Exrector de la Universidad Nacional de Ingeniería - UNI
Durante siglos se nos enseñó que el mercado podía corregirlo todo. Adam Smith creía que la “mano invisible” guiaba el bienestar colectivo si cada uno perseguía su propio interés. Robert Solow, más adelante, sostuvo que el progreso tecnológico era la llave del crecimiento. Pero en el siglo XXI, esa fe ciega en el egoísmo racional se volvió insostenible. En un planeta con recursos finitos y desigualdades crecientes, la pregunta es inevitable: ¿puede el instinto de lucro seguir siendo la brújula del desarrollo humano?
El desarrollo no es una ecuación con una sola variable. No existe la “bala de plata” que resuelva todos los problemas. El desarrollo verdadero nace de un sistema interdependiente donde innovación, ética, valores y sostenibilidad dialogan. Hoy no basta con crecer: hay que saber para quién y a qué costo. El Producto Bruto Interno puede subir mientras se hunde la confianza social o se agotan los bosques. Por eso debemos redefinir el éxito: un buen negocio es aquel donde ganan las personas, las comunidades y la naturaleza, no solo los accionistas.
Las empresas B y las políticas basadas en criterios ESG (ambientales, sociales y de gobernanza) demuestran que la rentabilidad puede coexistir con el propósito. El nuevo liderazgo empresarial no se mide por cuánto extrae, sino por cuánto devuelve. La innovación sin ética amplía brechas; la innovación con propósito las cierra.

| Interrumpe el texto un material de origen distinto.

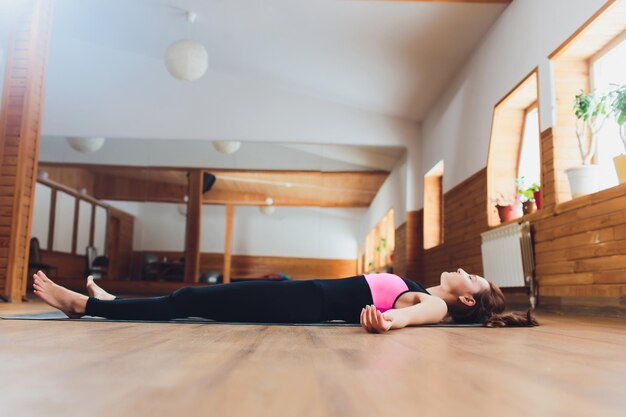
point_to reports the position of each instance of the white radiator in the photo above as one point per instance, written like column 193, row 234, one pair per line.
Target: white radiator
column 508, row 260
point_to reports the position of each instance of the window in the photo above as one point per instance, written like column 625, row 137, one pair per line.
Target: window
column 608, row 69
column 514, row 149
column 529, row 166
column 380, row 245
column 433, row 206
column 591, row 59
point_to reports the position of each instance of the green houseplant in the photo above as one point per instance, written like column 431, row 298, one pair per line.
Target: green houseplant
column 509, row 208
column 618, row 109
column 529, row 195
column 591, row 111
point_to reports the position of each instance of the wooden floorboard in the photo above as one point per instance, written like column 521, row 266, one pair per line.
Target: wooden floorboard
column 570, row 366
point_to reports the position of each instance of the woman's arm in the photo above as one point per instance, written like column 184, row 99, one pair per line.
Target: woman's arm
column 428, row 311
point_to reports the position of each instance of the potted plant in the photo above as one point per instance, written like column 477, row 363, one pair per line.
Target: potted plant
column 508, row 207
column 529, row 196
column 618, row 109
column 591, row 110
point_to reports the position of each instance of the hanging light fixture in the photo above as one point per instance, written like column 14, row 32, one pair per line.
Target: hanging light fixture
column 269, row 208
column 226, row 146
column 85, row 145
column 187, row 59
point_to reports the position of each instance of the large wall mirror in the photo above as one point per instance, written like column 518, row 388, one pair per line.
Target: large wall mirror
column 291, row 200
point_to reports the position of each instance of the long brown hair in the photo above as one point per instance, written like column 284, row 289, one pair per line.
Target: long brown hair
column 488, row 310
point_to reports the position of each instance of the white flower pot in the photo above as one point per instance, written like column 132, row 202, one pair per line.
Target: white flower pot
column 620, row 167
column 583, row 180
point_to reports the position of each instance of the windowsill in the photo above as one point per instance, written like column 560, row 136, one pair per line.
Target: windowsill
column 539, row 214
column 597, row 197
column 574, row 204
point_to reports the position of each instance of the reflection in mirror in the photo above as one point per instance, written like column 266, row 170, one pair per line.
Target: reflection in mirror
column 298, row 208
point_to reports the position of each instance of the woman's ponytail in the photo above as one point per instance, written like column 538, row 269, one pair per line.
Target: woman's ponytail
column 513, row 319
column 489, row 310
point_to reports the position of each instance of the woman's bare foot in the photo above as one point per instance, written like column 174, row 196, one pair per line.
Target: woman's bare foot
column 96, row 292
column 71, row 303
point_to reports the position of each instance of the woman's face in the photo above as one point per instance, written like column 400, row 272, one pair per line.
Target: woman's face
column 460, row 283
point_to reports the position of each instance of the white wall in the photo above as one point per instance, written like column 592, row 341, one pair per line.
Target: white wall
column 457, row 128
column 290, row 231
column 148, row 103
column 392, row 194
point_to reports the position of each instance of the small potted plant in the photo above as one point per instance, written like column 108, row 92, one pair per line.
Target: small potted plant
column 530, row 202
column 508, row 207
column 591, row 110
column 618, row 109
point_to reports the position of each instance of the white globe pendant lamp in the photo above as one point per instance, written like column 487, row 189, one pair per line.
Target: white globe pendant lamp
column 226, row 146
column 85, row 145
column 186, row 59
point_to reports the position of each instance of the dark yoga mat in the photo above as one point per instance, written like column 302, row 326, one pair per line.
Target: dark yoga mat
column 57, row 315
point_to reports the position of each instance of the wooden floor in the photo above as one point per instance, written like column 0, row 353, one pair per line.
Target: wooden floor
column 570, row 366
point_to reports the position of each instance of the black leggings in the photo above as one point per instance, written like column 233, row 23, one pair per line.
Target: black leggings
column 248, row 301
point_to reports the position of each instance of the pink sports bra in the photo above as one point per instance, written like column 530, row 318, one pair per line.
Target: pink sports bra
column 385, row 289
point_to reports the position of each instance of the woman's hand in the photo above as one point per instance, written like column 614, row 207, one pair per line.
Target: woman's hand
column 373, row 321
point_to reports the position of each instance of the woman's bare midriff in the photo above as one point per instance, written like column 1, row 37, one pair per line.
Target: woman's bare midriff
column 407, row 299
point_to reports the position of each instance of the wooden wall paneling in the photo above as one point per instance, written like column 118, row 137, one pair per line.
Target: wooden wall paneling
column 20, row 123
column 230, row 213
column 72, row 177
column 193, row 226
column 433, row 211
column 120, row 227
column 400, row 256
column 53, row 210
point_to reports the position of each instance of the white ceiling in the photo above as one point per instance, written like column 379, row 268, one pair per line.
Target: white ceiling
column 390, row 58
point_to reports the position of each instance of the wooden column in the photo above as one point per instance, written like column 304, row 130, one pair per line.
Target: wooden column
column 230, row 211
column 20, row 126
column 194, row 223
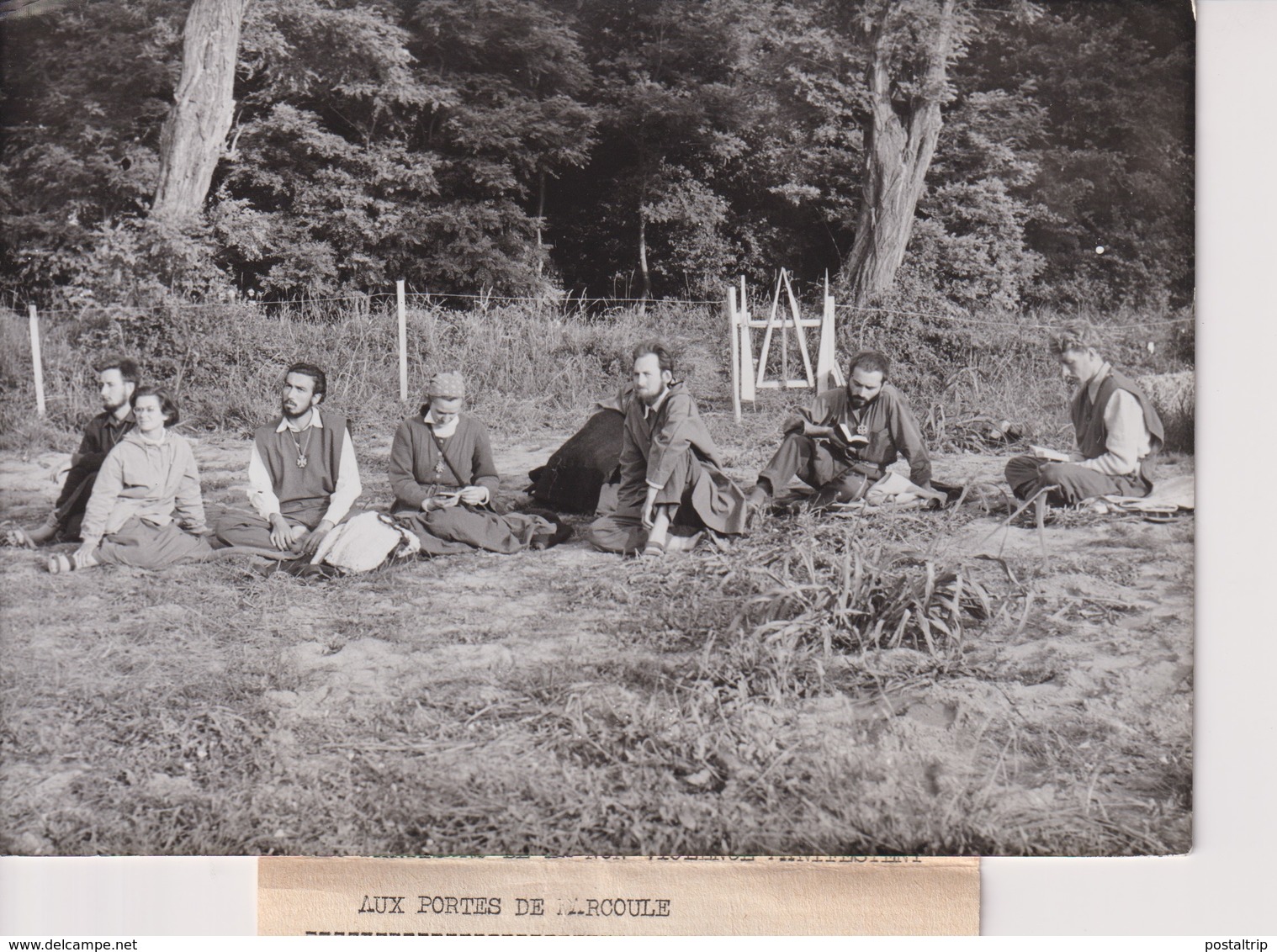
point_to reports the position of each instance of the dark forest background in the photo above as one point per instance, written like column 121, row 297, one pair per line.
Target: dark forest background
column 540, row 147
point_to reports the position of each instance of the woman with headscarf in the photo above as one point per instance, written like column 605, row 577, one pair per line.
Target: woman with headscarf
column 146, row 508
column 443, row 479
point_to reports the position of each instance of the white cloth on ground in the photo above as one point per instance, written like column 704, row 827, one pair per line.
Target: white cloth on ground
column 364, row 542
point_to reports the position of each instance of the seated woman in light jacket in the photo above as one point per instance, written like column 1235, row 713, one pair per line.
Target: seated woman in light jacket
column 146, row 510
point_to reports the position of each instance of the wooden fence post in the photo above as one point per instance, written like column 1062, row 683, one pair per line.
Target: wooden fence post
column 36, row 362
column 402, row 315
column 729, row 305
column 747, row 389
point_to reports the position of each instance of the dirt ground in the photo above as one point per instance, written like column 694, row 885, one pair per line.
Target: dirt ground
column 487, row 703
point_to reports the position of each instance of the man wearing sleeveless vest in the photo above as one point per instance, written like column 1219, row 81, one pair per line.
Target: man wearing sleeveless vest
column 445, row 481
column 303, row 476
column 1118, row 431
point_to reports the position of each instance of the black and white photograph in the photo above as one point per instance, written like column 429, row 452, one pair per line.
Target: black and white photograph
column 660, row 428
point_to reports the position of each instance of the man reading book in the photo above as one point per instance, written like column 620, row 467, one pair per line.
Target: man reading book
column 845, row 439
column 1118, row 431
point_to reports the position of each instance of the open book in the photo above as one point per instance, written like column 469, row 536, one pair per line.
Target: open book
column 1054, row 456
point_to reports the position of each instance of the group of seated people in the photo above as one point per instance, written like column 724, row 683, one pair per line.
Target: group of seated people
column 132, row 493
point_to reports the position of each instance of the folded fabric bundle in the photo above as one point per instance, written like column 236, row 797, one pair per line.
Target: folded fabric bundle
column 365, row 542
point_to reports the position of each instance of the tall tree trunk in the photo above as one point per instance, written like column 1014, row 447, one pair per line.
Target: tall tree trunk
column 899, row 142
column 644, row 275
column 193, row 135
column 540, row 219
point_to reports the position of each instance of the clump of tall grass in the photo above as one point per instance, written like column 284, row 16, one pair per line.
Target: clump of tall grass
column 826, row 587
column 527, row 368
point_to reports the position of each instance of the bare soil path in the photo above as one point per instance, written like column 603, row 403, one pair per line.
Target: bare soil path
column 488, row 703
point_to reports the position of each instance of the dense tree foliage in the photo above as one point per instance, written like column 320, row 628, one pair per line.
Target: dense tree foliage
column 630, row 148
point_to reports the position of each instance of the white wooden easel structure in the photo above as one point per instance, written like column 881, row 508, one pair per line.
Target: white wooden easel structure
column 750, row 377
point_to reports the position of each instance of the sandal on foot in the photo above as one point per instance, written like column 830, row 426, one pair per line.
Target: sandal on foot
column 59, row 564
column 17, row 539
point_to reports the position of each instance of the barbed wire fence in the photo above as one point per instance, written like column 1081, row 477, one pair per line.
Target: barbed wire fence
column 397, row 301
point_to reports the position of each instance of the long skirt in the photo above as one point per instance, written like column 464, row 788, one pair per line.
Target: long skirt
column 146, row 547
column 463, row 528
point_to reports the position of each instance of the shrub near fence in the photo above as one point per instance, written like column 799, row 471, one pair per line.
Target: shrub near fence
column 533, row 367
column 527, row 368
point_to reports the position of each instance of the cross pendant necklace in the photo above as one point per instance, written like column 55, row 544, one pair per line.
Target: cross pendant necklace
column 302, row 451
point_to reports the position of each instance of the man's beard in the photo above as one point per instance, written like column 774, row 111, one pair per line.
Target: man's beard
column 654, row 397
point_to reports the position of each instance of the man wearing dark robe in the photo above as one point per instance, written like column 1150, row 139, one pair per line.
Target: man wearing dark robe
column 670, row 471
column 118, row 379
column 1118, row 431
column 843, row 442
column 303, row 475
column 445, row 481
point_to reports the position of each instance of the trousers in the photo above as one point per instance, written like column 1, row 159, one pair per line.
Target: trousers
column 813, row 463
column 146, row 547
column 623, row 532
column 1027, row 475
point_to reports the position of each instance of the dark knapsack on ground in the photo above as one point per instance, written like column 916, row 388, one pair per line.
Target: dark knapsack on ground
column 575, row 473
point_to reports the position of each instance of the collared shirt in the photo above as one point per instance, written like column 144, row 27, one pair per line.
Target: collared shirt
column 1126, row 438
column 152, row 480
column 261, row 491
column 649, row 415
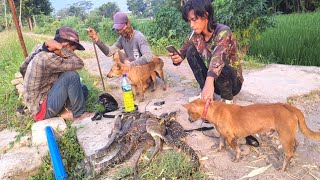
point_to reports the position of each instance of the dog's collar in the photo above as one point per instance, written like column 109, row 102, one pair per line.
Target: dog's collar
column 205, row 110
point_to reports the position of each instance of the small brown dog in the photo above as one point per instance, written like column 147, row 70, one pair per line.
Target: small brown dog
column 139, row 75
column 234, row 121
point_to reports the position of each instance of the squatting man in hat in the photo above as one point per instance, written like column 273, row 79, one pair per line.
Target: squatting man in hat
column 51, row 82
column 133, row 42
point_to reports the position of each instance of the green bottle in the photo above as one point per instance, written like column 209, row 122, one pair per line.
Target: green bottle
column 127, row 94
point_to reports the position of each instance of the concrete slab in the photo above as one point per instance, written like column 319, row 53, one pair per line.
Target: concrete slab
column 275, row 83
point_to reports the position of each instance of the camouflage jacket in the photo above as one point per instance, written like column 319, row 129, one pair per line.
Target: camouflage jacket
column 219, row 50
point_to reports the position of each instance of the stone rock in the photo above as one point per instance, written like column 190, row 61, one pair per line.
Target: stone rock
column 18, row 75
column 8, row 136
column 17, row 81
column 38, row 130
column 93, row 135
column 20, row 164
column 245, row 150
column 20, row 89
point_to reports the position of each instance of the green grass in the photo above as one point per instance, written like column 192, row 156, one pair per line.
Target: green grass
column 167, row 165
column 294, row 40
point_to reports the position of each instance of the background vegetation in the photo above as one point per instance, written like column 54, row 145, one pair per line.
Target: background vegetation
column 270, row 31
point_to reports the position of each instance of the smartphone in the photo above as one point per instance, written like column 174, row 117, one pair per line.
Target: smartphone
column 173, row 50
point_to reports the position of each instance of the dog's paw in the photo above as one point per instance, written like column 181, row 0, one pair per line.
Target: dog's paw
column 215, row 148
column 141, row 99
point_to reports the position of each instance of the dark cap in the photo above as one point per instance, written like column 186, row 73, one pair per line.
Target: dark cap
column 69, row 34
column 119, row 20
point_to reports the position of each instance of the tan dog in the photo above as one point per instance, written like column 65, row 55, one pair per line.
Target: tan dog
column 234, row 121
column 140, row 75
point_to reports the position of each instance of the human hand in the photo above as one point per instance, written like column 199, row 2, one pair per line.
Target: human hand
column 127, row 65
column 176, row 59
column 208, row 89
column 53, row 45
column 93, row 34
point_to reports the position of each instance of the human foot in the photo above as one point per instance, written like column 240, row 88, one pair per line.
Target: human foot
column 83, row 116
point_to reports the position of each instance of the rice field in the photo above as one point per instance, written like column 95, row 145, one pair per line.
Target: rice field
column 295, row 40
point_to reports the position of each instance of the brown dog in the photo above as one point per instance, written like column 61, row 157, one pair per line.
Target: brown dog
column 140, row 75
column 234, row 121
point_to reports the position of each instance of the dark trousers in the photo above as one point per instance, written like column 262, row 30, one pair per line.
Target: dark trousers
column 226, row 85
column 69, row 91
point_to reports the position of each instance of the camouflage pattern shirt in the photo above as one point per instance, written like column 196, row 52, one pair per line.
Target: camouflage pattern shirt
column 219, row 50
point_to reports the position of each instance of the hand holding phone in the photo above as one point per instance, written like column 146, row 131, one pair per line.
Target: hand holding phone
column 176, row 60
column 173, row 50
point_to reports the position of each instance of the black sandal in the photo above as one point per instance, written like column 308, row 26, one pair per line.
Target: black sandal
column 252, row 141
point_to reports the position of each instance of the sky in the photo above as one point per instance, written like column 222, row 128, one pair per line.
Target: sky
column 59, row 4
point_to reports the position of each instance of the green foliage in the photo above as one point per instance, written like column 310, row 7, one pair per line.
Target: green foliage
column 137, row 7
column 295, row 40
column 108, row 9
column 168, row 27
column 35, row 7
column 78, row 9
column 248, row 18
column 170, row 165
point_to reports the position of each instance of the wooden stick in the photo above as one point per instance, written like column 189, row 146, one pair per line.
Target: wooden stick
column 16, row 22
column 95, row 50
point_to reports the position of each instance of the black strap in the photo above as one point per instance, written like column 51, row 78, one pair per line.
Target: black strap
column 199, row 129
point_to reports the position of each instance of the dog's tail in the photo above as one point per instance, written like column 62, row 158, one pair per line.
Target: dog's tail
column 302, row 124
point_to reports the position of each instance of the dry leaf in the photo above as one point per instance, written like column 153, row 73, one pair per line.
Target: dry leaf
column 256, row 172
column 204, row 158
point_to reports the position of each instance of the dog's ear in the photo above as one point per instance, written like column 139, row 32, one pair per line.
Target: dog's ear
column 187, row 106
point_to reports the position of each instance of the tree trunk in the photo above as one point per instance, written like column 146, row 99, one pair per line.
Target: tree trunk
column 30, row 23
column 34, row 21
column 303, row 5
column 5, row 13
column 20, row 21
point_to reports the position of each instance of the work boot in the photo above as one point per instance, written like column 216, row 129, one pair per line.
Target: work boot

El Perú necesita este nuevo paradigma: pasar de una economía extractiva a una economía regenerativa; de un Estado que reacciona a uno que planifica; de una política que divide a una que construye. Como recuerda el Informe sobre Desarrollo Humano del PNUD 2025, “prosperar juntos es posible si actuamos, confiamos y conectamos caminos”. Esa es la verdadera modernidad: aquella que hace de la innovación un acto de justicia y del desarrollo un compromiso con la vida.